Bush: I Decide What's Law Politics  Rights, Law

President Bush, alone among modern presidents, has never vetoed a bill. Why veto bills when he can just disobey them? Boston Globe:

President Bush has quietly claimed the authority to disobey more than 750 laws enacted since he took office, asserting that he has the power to set aside any statute passed by Congress when it conflicts with his interpretation of the Constitution.

Among the laws Bush said he can ignore are military rules and regulations, affirmative-action provisions, requirements that Congress be told about immigration services problems, "whistle-blower" protections for nuclear regulatory officials, and safeguards against political interference in federally funded research.

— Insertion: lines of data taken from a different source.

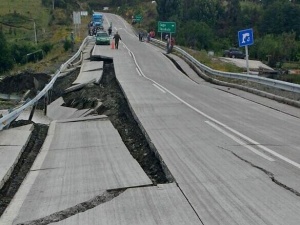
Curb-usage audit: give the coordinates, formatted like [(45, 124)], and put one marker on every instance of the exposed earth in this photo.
[(114, 105)]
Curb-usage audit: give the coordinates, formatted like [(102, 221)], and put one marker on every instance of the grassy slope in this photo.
[(28, 10)]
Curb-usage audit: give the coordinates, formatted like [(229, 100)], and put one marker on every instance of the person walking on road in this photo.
[(117, 38)]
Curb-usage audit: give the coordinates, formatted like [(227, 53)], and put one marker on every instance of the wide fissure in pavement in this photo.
[(79, 208), (115, 106), (24, 164)]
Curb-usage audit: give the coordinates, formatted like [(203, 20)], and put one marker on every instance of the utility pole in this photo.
[(34, 28)]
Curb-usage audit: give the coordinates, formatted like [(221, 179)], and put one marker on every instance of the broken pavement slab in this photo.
[(158, 205), (89, 71), (12, 144), (58, 112), (80, 160)]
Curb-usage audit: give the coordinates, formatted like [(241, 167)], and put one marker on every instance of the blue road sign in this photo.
[(245, 37)]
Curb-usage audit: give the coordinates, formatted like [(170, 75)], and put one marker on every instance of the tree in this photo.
[(6, 62), (197, 35), (281, 16)]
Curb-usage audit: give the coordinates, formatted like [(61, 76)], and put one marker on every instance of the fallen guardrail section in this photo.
[(8, 118), (209, 71)]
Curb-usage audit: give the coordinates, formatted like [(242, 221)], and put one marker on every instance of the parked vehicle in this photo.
[(98, 20), (102, 38), (234, 53)]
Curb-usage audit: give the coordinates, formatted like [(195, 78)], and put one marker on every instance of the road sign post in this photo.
[(138, 18), (166, 27), (246, 38)]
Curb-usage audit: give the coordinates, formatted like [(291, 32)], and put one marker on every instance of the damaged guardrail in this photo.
[(7, 119), (209, 71)]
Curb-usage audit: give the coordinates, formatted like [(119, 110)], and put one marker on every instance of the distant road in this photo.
[(236, 161)]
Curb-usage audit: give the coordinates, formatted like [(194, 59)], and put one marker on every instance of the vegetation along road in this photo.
[(134, 135)]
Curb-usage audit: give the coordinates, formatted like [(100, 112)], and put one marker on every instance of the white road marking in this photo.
[(240, 141), (216, 121), (137, 70), (159, 88)]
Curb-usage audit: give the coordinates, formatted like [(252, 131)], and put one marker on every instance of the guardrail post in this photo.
[(46, 103), (32, 112)]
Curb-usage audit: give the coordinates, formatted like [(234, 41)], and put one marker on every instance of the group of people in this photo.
[(92, 29), (150, 35), (170, 43)]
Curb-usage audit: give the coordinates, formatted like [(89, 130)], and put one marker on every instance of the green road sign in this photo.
[(167, 27), (138, 18)]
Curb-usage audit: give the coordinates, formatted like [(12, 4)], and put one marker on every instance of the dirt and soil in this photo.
[(114, 105)]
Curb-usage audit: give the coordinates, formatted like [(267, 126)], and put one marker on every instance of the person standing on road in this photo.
[(117, 38)]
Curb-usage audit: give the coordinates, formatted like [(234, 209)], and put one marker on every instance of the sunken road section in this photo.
[(114, 105)]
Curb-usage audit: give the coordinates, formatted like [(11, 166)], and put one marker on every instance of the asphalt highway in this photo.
[(236, 161), (231, 157)]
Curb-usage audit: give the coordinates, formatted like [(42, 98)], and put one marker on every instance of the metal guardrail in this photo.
[(7, 119), (261, 80)]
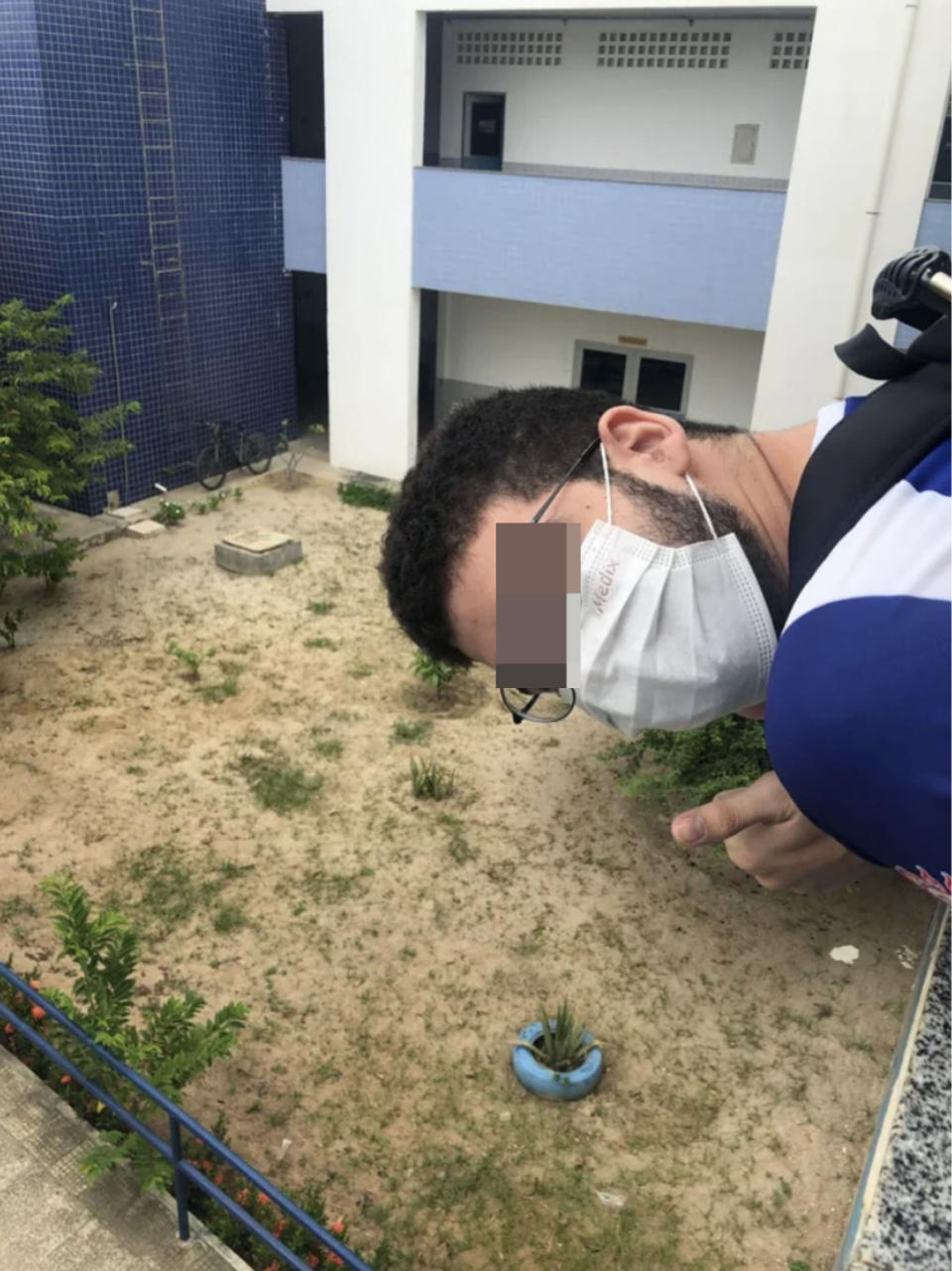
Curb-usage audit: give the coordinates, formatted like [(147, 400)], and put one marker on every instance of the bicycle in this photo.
[(254, 453)]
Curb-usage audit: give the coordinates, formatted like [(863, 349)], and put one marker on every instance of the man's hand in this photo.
[(768, 837)]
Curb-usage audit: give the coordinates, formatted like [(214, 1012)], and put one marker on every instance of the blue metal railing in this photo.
[(183, 1170)]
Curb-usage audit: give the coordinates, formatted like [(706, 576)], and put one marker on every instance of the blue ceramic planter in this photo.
[(555, 1086)]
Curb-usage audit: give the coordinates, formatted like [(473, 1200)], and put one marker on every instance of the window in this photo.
[(942, 173), (663, 50), (790, 50)]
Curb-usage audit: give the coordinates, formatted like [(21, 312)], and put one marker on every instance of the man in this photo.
[(684, 582)]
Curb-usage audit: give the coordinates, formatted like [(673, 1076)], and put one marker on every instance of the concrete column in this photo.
[(374, 68), (866, 147)]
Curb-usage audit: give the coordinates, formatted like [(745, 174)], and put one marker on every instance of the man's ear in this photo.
[(644, 444)]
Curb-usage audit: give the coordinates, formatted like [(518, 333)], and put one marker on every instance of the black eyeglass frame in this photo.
[(520, 715)]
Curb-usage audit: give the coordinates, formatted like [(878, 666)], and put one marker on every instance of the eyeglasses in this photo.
[(545, 706)]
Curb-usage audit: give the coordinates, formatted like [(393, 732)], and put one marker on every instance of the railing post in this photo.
[(180, 1198)]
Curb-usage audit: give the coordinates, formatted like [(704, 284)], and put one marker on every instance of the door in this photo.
[(604, 371), (483, 126), (659, 386), (654, 382)]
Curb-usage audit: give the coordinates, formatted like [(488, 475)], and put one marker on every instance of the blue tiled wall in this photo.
[(681, 253), (212, 336)]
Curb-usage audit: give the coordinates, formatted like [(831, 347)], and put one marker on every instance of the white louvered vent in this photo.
[(509, 49), (790, 50), (663, 50)]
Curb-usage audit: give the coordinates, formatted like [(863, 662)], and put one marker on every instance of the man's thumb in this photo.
[(727, 815)]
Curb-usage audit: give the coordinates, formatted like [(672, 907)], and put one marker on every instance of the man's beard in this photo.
[(680, 521)]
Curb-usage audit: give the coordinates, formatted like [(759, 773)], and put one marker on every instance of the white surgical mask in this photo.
[(670, 636)]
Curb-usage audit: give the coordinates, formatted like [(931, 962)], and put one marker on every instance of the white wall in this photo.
[(654, 120), (513, 345), (374, 93), (862, 167), (845, 212)]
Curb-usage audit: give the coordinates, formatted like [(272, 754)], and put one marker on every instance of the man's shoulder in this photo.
[(900, 546)]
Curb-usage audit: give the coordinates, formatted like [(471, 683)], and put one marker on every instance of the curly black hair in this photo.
[(517, 442)]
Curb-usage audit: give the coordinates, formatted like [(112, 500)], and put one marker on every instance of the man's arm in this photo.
[(768, 837)]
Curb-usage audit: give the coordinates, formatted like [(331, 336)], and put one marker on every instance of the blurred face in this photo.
[(689, 652), (656, 512)]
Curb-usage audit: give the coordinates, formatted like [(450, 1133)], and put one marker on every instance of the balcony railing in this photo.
[(171, 1150), (685, 253)]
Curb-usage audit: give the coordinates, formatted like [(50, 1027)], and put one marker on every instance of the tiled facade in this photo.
[(140, 149)]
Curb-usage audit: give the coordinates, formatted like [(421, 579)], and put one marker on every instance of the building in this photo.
[(361, 212), (686, 206), (140, 152)]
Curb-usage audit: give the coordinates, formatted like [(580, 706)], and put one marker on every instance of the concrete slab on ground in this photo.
[(257, 552), (51, 1219), (147, 528)]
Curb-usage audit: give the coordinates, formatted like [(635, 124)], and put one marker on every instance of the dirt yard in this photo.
[(392, 947)]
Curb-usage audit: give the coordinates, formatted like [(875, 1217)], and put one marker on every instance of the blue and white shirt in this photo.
[(858, 701)]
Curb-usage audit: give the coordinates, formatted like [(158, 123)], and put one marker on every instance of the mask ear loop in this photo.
[(608, 482), (709, 523)]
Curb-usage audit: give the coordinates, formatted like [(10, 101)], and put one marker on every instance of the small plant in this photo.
[(432, 671), (562, 1048), (212, 503), (170, 1046), (189, 659), (170, 513), (405, 731), (359, 494), (9, 626), (431, 779), (668, 771), (278, 784)]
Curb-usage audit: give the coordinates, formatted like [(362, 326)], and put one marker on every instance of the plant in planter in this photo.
[(555, 1058), (433, 672)]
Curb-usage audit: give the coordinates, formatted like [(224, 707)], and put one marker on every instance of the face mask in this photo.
[(670, 636)]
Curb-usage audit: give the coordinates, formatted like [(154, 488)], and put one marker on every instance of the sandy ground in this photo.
[(392, 947)]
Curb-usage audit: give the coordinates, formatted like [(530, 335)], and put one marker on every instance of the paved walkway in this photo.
[(53, 1220)]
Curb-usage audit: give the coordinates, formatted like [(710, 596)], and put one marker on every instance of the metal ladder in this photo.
[(152, 68)]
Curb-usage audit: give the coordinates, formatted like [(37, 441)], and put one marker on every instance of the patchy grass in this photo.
[(359, 494), (279, 784), (456, 844), (229, 918), (171, 886), (431, 779), (407, 731)]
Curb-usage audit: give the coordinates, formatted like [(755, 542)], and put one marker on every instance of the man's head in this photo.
[(497, 459)]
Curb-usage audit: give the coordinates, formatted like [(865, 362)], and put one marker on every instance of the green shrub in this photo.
[(49, 451), (668, 771), (360, 494), (431, 779)]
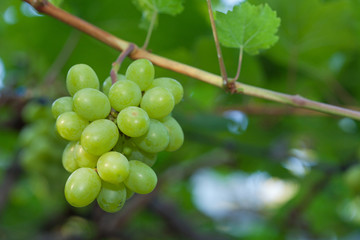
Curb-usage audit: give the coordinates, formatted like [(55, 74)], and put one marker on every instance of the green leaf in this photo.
[(250, 27), (151, 7)]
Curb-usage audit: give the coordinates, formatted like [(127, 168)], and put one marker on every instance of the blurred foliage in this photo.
[(317, 56)]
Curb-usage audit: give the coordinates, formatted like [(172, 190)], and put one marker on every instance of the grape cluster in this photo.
[(115, 134), (41, 147)]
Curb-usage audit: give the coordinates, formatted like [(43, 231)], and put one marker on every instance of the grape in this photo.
[(111, 197), (99, 137), (123, 94), (176, 134), (142, 72), (81, 76), (113, 167), (31, 162), (70, 126), (129, 193), (28, 135), (68, 157), (83, 158), (82, 187), (145, 157), (171, 85), (155, 140), (158, 102), (61, 105), (91, 104), (133, 121), (108, 83), (142, 179)]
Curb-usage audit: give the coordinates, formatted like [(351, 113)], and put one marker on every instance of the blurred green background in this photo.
[(249, 168)]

Legal scholars say the scope and aggression of Bush's assertions that he can bypass laws represent a concerted effort to expand his power at the expense of Congress, upsetting the balance between the branches of government. The Constitution is clear in assigning to Congress the power to write the laws and to the president a duty "to take care that the laws be faithfully executed." Bush, however, has repeatedly declared that he does not need to "execute" a law he believes is unconstitutional.

Former administration officials contend that just because Bush reserves the right to disobey a law does not mean he is not enforcing it: In many cases, he is simply asserting his belief that a certain requirement encroaches on presidential power.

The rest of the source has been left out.